School districts surrounding Mercer Island have noticeably lower 504 plan rates per student population. The national average rate is 2.7% of students with plans. MISD falls at 14%, while Seattle Public School District has a rate of 3.9% and Bellevue School District has a rate of 9.1%.
Is it true that people in wealthy, predominantly white communities use their money to unfairly give their kids an edge?
Fred Rundle, who serves as the MISD Assistant Superintendent of Learning Services, acknowledges that a competitive nature might push families to seek 504 plans for their children.
“I know parents want to advantage their kids,” Rundle said.“So, yes, if I can get my kid a 504 so that they can have more time on the SAT or ACT, there is a corollary there.”
English teacher Kati McConn also notices a group of students using 504 plans to gain academic advantages.
“One group is students who have needs that require special accommodations such as anxiety, dyslexia or ADD. Those disabilities really do impact their learning,” McConn said. “I also have another group of students. One student, for example, who epitomized it, told me he was only getting it for the College Board. Another student said that she only got accommodations because she had a really hard class that year and she just wanted it for that class.”
The line between a need and a want for extra resources is fuzzy. 504 plans are indeed important to many students who need extra resources to succeed in a traditional school setting.
“Freshman and sophomore year I didn’t actually have a 504 plan. I was struggling a little bit at the end of sophomore year so I got a 504 plan,” an anonymous senior said. “It helps me out with my dyslexia, as it provides a way for me to compensate for where I fall short.”
MISD is committed to providing each student with a personalized education. This school year, the School Board introduced Board Policy 0001, which emphasizes the importance of the whole child and equitable learning.
“We absolutely should be meeting the needs of every student and how we best do that is by supporting our educators so that they can differentiate between the needs of each student,” MISD Superintendent Colosky said.
But if 504 plans are necessary for students with learning disabilities, when plans are unfairly granted, how does it affect the students who actually need them?
“It is important to give the right students the right accommodations.

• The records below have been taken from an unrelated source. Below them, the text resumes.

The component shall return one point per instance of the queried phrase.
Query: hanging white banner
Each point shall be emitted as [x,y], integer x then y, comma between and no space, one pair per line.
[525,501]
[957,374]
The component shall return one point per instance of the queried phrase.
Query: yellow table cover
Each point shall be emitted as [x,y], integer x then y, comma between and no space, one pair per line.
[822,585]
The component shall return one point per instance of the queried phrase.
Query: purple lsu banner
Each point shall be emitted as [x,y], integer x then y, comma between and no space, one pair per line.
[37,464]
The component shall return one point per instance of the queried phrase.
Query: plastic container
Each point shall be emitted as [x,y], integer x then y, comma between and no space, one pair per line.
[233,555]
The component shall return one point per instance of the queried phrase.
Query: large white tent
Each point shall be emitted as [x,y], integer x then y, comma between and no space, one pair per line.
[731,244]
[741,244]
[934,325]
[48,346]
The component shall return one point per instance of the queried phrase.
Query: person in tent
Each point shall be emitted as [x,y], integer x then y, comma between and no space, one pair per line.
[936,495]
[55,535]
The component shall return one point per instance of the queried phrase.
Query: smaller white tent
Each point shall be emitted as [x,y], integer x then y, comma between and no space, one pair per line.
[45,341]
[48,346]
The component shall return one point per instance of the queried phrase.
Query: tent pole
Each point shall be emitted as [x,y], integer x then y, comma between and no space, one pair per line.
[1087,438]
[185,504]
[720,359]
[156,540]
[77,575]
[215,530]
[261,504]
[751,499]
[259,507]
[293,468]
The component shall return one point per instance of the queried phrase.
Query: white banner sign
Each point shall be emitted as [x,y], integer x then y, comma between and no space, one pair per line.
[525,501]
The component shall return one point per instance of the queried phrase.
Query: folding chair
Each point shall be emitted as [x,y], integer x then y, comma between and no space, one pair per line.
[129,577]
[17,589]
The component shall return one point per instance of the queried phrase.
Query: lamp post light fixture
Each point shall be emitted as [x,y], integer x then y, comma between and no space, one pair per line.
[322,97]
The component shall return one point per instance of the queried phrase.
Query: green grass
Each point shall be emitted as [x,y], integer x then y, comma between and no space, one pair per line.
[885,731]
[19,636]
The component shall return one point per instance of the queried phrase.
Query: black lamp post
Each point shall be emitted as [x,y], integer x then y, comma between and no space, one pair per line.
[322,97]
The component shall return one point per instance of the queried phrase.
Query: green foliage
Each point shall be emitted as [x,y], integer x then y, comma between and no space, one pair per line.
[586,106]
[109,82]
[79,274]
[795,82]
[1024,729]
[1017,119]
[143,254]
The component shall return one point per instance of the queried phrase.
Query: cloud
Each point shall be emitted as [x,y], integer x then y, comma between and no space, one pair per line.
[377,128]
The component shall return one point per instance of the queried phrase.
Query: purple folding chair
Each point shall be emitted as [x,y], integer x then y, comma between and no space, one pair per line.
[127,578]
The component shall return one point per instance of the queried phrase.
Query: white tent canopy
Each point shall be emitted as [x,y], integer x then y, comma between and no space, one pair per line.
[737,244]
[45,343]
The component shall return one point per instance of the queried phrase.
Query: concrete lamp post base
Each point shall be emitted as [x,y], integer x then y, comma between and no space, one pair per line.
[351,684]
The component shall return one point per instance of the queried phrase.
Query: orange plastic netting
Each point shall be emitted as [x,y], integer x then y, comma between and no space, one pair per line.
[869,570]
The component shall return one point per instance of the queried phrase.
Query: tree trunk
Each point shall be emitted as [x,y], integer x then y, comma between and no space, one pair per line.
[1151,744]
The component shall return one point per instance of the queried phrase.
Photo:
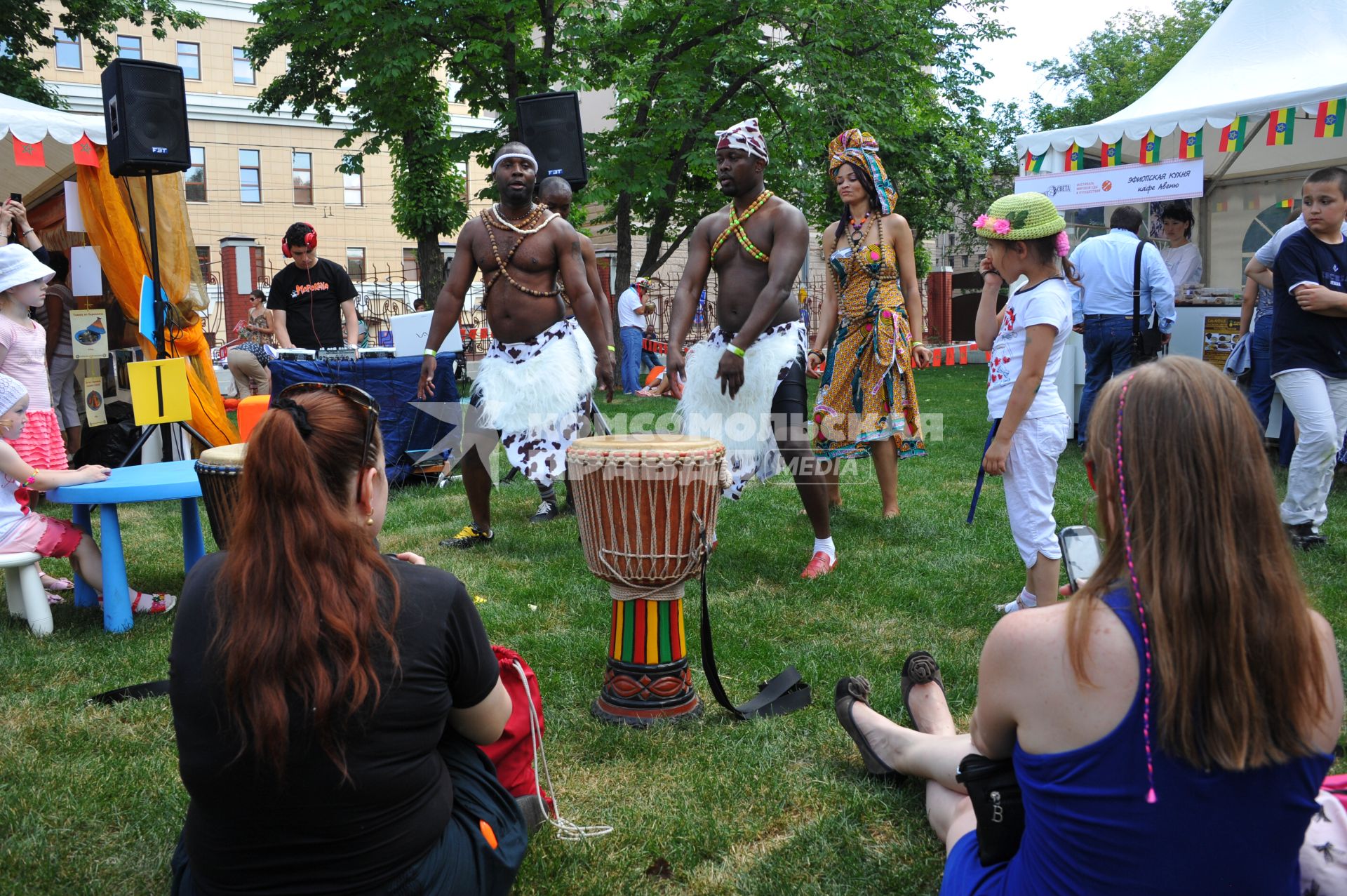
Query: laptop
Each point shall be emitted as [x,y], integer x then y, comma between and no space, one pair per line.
[411,330]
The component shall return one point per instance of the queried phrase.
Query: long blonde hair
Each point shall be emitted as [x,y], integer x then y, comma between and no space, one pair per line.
[1237,676]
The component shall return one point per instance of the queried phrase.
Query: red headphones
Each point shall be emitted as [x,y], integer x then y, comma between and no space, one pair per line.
[310,240]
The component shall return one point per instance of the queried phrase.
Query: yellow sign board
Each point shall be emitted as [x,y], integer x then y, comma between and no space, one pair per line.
[159,391]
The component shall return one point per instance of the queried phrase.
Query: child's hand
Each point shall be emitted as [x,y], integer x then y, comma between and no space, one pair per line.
[994,461]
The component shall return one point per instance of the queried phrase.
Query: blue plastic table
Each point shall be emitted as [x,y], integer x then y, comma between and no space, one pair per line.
[175,480]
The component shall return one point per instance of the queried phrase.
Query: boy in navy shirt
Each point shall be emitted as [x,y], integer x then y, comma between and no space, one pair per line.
[1310,349]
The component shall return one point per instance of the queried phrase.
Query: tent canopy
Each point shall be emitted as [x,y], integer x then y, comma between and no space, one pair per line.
[35,124]
[1257,57]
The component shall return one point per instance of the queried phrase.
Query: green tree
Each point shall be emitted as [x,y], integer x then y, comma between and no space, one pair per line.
[807,69]
[1117,65]
[386,64]
[27,32]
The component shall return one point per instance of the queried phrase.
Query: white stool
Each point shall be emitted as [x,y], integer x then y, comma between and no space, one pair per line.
[23,588]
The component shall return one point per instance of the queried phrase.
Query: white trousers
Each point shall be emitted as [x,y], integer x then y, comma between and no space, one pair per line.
[1320,408]
[1029,480]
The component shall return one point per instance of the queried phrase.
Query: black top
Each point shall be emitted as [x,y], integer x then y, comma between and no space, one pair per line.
[316,834]
[1304,340]
[311,301]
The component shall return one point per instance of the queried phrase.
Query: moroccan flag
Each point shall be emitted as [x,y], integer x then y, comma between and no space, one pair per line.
[84,152]
[1190,145]
[1151,149]
[1281,127]
[1330,121]
[29,155]
[1074,158]
[1233,138]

Are we overidentifying [students that need 504 plans]? If so, what happens to the student who really needs those accommodations?” Rundle said. “I worry about those students who really need the accommodations versus those who are just trying to get an advantage.”
However, one anonymous student argues that all of his peers at Mercer Island receiving accommodations truly have a need for extra help.
“I don’t think high rates are a product of students faking these [disabilities]. I think it’s because Mercer Island students have access to counselling and psychologists to receive diagnoses they need to be successful.”
Potential overidentification also poses challenges for teachers, because they are required by law to meet the needs all students receiving accommodations.
“I feel that it leads to an imbalance in the amount of time and an imbalance in the resources served because I could spend more time with my students who have the actual need versus the time I spend planning for the students that don’t need it and only want it for AP exams and the SAT,” McConn said. “Extra time is hard because you have to take away your planning time, take away your lunch and take away time before and after school.”
The Administration had been aware of MISD’s high rate of accommodations long before The New York Times released its exposé. The key to providing equitable education, as Rundle and Colosky see it, is to assess which students truly need accommodations.
“We are always looking at things that put [MISD] askew from what the average would be. We have to be sure we are supporting students in the right way with the right tools,” Colosky said.
The Times also offers another explanation for the stark difference in national 504 rates: in wealthy communities, could parents have more resources for the testing required to diagnose learning differences and other mental health challenges that support the allocation of a 504 plan?
“The opportunities for resources are the same across the state, but there’s a difference in the level of awareness. Additionally, if you have the money to pay for an evaluation you can have the ability to get a diagnosis,” educational psychologist Kara Moscovitz said.
According to Moscovitz, the price for her full, private evaluation falls at about $3,500, a hefty price for less wealthy neighborhoods.
Whether or not families are taking advantage of the system, the wealth gap creates disparity between those who can afford to capitalize on available resources and those who lack the means to.
The story of 504 plans on Mercer Island is a microcosm of a much larger social issue in the United States. Civil rights legislation attempts to provide the necessary tools for all people to succeed, but often do not take into account wealth and privilege.